Pushed library(intercept) (Discussion)

Hi Jan,

That looks great.

I guess, that sending the signal is fully asynchronous …

Its great to create,for example, log files, and to ensure that writing to a slow output device, doesn’t slow down processing.

Dan

Rereading, i notice that this is not a publish-subscribe interface …

its a dedicated intercept … could this be made to work so that many subscribers (observers) could listen to the signal and act on it …

Dan

That is done by library(broadcast). This too is synchronous, so if you want it asynchronous you have to listen on a channel and send all events to a thread message queue. Note that this library also integrates with several network layers such as TIPC and UDP.

1 Like

SWI-Prolog provides a publish-subcribe broadcast library.

Logtalk provides publish-subcribe via event-driven programming support. There’s also a dependents library implementing a version of this Smalltalk publish-subscribe mechanism.

Thank you @jan, this is very interesting. To me it seems that this finally resolves the question of disentangling the parsing from the side effect, on the level of the source code at least. I am talking about this question that I had.

I now re-wrote my original client code, from this:

:- use_module(fasta).
:- use_module(iupac).

main(_) :-
    phrase_from_stream(fasta_revcomp, current_input).

fasta_revcomp -->
    fasta_record(Descr, Seq),
    {   reverse(Seq, Rev),
        maplist(iupac_complement, Rev, RevCompl),
        phrase(generate_fasta_record(Descr, RevCompl), Codes),
        format(current_output, "~s", [Codes])
    },
    !,
    fasta_revcomp.
fasta_revcomp --> [].

… to this:

:- use_module(library(intercept)).
:- use_module(fasta).
:- use_module(iupac).

main(_) :-
    intercept(phrase_from_stream(fasta, current_input),
              fasta(D, S),
              (   revcompl(S, RS),
                  phrase(generate_fasta_record(D, RS), Codes),
                  format(current_output, "~s", [Codes])
              )).

fasta -->
    fasta_record(Descr, Seq),
    !,
    { send_signal(fasta(Descr, Seq)) },
    fasta.
fasta --> [].

revcompl(Seq, RevCompl) :-
    reverse(Seq, Rev),
    maplist(iupac_complement, Rev, RevCompl).
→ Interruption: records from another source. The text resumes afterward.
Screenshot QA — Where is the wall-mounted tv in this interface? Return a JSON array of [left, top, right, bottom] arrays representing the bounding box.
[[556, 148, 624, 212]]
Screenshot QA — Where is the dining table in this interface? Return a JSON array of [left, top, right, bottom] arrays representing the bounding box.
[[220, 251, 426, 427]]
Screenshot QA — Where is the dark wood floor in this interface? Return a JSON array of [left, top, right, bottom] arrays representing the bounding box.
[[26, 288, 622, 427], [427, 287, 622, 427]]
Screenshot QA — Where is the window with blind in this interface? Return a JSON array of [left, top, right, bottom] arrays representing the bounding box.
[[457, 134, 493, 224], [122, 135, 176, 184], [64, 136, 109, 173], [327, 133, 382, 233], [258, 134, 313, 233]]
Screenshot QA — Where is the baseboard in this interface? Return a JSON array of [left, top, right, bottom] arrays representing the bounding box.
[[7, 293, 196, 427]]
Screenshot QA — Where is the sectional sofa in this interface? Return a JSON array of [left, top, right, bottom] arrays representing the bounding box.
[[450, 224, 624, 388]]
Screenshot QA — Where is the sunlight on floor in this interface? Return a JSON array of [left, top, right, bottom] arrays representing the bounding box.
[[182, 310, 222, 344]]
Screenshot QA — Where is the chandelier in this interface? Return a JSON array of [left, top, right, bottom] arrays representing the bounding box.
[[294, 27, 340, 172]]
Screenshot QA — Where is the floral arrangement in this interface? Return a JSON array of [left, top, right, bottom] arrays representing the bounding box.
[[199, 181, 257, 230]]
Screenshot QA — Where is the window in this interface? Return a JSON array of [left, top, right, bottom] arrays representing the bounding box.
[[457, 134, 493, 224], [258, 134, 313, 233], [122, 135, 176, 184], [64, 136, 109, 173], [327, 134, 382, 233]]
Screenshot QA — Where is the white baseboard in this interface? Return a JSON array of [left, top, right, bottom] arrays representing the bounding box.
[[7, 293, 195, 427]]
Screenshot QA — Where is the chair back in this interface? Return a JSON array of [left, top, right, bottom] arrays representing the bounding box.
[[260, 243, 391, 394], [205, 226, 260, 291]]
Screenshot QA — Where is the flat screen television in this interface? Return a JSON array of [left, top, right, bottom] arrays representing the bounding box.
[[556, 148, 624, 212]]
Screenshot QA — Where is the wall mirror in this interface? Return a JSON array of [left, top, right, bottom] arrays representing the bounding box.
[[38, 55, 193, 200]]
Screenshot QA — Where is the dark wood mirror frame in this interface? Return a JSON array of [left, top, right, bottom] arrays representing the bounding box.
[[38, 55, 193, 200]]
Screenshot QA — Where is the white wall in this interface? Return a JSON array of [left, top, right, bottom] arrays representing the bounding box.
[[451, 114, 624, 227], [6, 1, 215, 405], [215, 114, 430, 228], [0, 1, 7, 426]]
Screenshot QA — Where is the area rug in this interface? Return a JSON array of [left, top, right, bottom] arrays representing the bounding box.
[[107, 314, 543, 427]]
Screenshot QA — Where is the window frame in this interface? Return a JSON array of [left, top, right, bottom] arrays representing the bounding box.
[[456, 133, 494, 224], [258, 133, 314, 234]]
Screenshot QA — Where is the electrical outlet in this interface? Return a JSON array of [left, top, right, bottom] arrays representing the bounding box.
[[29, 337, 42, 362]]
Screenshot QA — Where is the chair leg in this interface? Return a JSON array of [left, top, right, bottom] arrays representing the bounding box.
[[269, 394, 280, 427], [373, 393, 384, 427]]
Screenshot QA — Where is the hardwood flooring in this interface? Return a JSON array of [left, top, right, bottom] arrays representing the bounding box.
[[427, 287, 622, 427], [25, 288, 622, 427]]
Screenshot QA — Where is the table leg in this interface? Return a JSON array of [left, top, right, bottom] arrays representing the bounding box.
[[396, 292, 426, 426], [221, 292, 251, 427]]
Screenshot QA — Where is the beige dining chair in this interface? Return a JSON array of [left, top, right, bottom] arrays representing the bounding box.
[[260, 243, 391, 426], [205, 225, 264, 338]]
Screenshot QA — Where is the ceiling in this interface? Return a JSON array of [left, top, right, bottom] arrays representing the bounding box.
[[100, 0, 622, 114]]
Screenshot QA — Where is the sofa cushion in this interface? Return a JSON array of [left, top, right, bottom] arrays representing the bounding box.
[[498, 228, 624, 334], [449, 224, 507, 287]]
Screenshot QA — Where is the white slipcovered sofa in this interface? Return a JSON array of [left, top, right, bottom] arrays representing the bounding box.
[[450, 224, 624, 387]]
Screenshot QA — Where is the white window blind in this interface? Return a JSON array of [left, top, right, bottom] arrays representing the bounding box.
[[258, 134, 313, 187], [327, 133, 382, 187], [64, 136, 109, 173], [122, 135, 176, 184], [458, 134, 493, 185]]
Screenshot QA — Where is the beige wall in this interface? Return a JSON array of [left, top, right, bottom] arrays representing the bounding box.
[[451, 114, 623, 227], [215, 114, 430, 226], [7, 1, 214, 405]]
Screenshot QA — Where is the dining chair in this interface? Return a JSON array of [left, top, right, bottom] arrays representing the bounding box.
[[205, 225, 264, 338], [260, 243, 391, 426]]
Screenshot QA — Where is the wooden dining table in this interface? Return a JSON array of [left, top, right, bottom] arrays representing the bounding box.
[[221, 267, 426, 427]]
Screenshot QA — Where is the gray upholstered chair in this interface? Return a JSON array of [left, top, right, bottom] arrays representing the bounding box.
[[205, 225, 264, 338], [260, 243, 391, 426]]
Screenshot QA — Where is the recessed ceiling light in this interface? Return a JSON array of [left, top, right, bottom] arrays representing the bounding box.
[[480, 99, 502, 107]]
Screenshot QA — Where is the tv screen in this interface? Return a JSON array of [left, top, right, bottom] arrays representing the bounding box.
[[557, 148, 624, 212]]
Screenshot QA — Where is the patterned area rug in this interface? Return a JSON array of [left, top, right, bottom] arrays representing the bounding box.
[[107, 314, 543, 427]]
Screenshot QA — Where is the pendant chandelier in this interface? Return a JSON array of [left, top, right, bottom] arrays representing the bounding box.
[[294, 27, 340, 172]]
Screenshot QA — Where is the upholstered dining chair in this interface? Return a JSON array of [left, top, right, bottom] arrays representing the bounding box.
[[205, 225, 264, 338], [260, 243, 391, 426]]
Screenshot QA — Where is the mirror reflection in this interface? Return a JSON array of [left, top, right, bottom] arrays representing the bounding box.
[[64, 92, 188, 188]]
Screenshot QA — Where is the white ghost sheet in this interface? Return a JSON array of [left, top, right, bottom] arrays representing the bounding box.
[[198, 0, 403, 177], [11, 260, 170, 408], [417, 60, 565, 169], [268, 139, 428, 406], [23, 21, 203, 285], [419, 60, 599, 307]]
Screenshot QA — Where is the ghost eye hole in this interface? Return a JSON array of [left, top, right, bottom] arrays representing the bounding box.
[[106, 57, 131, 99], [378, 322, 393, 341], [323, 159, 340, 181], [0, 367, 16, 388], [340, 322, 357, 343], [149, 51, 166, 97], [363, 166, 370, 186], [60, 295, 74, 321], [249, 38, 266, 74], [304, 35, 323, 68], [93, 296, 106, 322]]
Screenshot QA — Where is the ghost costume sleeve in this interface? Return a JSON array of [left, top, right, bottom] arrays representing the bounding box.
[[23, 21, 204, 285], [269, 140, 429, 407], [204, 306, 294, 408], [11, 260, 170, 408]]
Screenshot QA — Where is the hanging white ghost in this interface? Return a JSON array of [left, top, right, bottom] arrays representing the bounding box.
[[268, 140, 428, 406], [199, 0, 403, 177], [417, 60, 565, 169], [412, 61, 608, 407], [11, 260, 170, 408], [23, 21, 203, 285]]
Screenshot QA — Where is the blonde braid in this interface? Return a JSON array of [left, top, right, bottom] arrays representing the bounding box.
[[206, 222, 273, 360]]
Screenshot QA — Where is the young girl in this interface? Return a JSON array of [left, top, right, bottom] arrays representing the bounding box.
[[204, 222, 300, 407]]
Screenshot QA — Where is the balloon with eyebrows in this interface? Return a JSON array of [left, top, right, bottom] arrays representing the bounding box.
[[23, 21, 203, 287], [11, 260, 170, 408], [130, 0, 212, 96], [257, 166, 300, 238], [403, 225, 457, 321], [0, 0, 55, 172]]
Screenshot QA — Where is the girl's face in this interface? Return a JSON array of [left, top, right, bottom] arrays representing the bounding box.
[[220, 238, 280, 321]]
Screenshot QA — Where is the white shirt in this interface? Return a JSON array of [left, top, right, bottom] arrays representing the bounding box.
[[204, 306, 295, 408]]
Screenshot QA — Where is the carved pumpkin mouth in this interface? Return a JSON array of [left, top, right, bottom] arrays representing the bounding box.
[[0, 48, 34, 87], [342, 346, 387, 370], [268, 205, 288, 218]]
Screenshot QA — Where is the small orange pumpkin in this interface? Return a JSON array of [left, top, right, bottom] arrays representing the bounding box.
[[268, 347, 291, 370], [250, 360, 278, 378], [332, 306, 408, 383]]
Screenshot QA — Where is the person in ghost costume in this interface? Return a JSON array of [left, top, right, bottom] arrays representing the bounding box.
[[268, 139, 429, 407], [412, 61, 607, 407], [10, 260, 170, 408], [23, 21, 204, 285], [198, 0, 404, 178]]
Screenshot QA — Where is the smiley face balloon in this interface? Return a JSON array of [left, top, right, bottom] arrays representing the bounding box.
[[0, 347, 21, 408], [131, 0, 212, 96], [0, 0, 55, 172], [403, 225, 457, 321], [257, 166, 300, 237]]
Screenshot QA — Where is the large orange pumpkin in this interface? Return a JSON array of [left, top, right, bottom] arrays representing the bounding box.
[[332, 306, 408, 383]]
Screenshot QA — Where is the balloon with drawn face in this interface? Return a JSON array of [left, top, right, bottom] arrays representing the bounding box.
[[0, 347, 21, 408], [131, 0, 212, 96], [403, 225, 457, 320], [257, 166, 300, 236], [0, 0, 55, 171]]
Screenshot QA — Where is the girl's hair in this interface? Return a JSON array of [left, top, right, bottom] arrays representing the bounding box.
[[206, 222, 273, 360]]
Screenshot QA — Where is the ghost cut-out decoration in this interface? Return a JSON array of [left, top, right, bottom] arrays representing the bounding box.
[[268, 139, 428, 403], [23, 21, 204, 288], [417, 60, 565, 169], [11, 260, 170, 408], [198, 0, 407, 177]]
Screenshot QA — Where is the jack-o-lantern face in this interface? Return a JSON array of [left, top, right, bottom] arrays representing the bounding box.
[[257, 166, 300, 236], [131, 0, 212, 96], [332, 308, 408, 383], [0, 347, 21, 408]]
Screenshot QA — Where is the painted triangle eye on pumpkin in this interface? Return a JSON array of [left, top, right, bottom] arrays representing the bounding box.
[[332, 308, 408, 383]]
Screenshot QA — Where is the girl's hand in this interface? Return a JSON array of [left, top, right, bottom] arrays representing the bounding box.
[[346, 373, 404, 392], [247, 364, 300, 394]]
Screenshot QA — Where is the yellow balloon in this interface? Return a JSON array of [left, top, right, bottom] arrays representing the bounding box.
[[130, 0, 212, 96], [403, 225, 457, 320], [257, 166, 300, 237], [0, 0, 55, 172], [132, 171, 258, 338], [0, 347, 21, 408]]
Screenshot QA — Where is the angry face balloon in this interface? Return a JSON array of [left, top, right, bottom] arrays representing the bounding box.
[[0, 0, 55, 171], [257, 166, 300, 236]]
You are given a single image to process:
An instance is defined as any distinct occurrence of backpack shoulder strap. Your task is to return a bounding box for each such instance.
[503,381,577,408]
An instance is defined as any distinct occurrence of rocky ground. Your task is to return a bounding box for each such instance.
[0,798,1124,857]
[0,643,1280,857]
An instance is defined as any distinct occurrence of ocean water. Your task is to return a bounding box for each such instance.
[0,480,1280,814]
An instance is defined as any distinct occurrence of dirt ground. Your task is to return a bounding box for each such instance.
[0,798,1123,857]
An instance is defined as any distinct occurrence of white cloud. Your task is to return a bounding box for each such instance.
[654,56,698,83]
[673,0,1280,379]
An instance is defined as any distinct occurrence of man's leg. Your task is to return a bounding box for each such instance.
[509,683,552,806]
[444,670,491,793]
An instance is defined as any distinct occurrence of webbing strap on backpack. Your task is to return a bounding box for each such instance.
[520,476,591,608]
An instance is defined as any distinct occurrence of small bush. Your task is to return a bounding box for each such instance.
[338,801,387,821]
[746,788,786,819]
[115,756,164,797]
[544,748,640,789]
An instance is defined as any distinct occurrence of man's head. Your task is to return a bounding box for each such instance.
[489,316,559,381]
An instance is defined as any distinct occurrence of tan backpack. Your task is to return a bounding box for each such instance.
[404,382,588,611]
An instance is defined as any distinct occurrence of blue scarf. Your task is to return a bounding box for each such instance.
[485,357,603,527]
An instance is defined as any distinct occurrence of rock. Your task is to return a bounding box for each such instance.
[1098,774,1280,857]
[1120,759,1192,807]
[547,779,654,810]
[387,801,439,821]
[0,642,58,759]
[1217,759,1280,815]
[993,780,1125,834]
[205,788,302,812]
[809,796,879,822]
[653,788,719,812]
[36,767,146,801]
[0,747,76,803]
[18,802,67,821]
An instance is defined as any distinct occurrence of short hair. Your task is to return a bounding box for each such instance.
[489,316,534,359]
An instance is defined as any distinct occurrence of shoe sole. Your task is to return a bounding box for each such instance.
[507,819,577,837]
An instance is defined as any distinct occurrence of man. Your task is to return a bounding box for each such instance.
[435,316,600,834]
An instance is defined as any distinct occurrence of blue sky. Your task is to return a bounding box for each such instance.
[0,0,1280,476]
I like it better like this. I timed the two versions on my original ~30MB, ~20K record input file, and I did not see any difference, which is great! If there is overhead, it is negligible in comparison to the real processing.

(Note: I changed the DCG for parsing FASTA from fasta//1, parsing to a compound term fasta(Description, Sequence) to fasta//2 that has two arguments. This seemed to cut ~5% of the running time, but I didn’t do the timing measurements too carefully.)

I have further questions but I first need to try out how this can be used and broken :slight_smile:

2 Likes

Yes! This was about the scenarios the Ciao developers from what I understood from Edison Mera. I’m thinking to apply this stuff also to library(csv) and the various RDF parsing libraries. The overhead of intercept is significant, but in most practical applications this shouldn’t be in the inner loop. On a tight loop using between/3 as generator I could measure a 10 fold slowdown. Some of the overhead can be reduced by pushing the search for the intercept handler and copying the match to C. Seems this isn’t immediately necessary :slight_smile:

forgive my cluelessness here, but how is this not just library(broadcast)?

1 Like

The most outstanding difference is the scoping. intercept is scoped to a goal, where broadcast listeners are globally scoped. There are also differences wrt the semantics of the called handlers, but these are more arbitrary. A broadcast channel has 0 or more listeners and any number of them is fine. An intercept channel is typically handled by a single handler and lack of a matching handler is normally considered an error.

2 Likes

So, I’m writing a parser for BVH files, and wondering what to do with syntax errors. Some users might expect an exception thrown, some might want to output error messages. Error message folks want to know about subsequent errors Depends on if the bvh file is something they generated, or if it’s an outside file that is valid or isn’t (and even then, the bvh format is ‘de facto’, so some oddball variation might need tweaking.)

Better to use intercept, or better to write error messages and fail, or?

It depends a bit on what some people means. If this means different applications a simple print_message(warning, ). might do and some applications may wish to hook this to generate an exception. If it is the same application the intercept interface could be appropriate. It can be used to choose between throwing an exception, print-and-skip, simply skip or get some dedicated term in the output and let the user deal with it later.

1 Like

probably different applications. So you see throwing from the message definition legit?

From message_hook/3, I guess that is fine.

1 Like

Isn’t intercept a Lisp-like condition system as implemented in https://www.swi-prolog.org/pack/file_details/condition/prolog/condition.pl - with Restart ignored?

They are surely related. Thanks for pointing that out. The condition package seems to have two modes though: one where it applies to child goals. This one is broken if Goal is non-deterministic as the handler is removed only if the choice points are exhausted. The global one looks more related to library(broadcast).